Several leading artificial intelligence companies pledged recently to remove nude images from the data sources they use to train their AI products, and committed to other safeguards to curb the spread of harmful sexual deepfake imagery.
In a deal brokered by the Biden administration, tech companies Adobe, Anthropic, Cohere, Microsoft and OpenAI said they would voluntarily commit to removing nude images from AI training datasets “when appropriate and depending on the purpose of the model.”
The White House announcement was part of a broader campaign against image-based sexual abuse of children as well as the creation of intimate AI deepfake images of adults without their consent.
Such images have “skyrocketed, disproportionately targeting women, children, and LGBTQI+ people, and emerging as one of the fastest growing harmful uses of AI to date,” said a statement from the White House’s Office of Science and Technology Policy.
Deepfakes, especially of a sexual nature, have drawn widespread criticism due to their ability to severely violate privacy and facilitate harassment. These AI-generated images or videos, which often superimpose someone’s face onto explicit material without consent, can cause significant emotional and reputational damage. Victims of these deepfakes face profound personal consequences, including loss of control over their own image and identity, along with the potential for ongoing harassment once the content spreads online.
The creation of deepfakes is enabled by AI models trained on vast amounts of data, much of which comes from publicly available images on the internet. When these datasets contain explicit material, AI systems inadvertently learn patterns that allow them to replicate or create harmful content. The sheer scale of these datasets makes it difficult to control what type of content is included, leading to the possibility that models trained on such data can be exploited to generate damaging and non-consensual sexual imagery.
By removing explicit content from these training datasets and improving the ways AI systems identify and prevent misuse, companies are attempting to tackle the ethical challenges associated with deepfakes. This effort aims to mitigate the risks of AI-generated sexual content being used for harassment or privacy violations.
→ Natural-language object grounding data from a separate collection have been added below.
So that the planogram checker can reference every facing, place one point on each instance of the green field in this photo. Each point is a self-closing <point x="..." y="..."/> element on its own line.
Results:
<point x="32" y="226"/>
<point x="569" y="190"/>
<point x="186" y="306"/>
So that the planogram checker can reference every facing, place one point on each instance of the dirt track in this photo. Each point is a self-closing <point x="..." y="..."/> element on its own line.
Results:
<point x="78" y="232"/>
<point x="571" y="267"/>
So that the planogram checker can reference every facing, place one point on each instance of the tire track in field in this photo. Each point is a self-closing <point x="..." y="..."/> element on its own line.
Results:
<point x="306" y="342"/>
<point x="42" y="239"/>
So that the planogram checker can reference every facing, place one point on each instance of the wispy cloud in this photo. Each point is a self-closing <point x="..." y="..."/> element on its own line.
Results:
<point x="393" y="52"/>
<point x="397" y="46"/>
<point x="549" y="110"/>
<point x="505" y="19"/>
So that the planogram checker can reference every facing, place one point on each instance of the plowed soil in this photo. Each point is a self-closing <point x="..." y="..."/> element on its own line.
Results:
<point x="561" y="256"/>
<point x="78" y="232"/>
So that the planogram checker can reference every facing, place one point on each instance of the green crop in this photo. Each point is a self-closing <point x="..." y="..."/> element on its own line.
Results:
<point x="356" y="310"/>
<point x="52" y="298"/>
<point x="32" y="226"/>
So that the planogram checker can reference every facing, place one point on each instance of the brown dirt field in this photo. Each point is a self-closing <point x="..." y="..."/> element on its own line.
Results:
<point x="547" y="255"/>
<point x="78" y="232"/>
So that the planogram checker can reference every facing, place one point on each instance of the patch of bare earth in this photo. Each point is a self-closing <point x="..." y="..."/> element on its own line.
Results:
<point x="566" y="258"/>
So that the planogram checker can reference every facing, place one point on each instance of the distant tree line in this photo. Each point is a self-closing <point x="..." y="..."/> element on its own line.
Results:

Joining the tech companies for part of the pledge was Common Crawl, a repository of data constantly trawled from the open internet that’s a key source used to train AI chatbots and image-generators. It committed more broadly to responsibly sourcing its datasets and safeguarding them from image-based sexual abuse.
In a separate pledge, another group of companies — among them Bumble, Discord, Match Group, Meta, Microsoft, and TikTok — announced a set of voluntary principles to prevent image-based sexual abuse. The announcements were tied to the 30th anniversary of the Violence Against Women Act.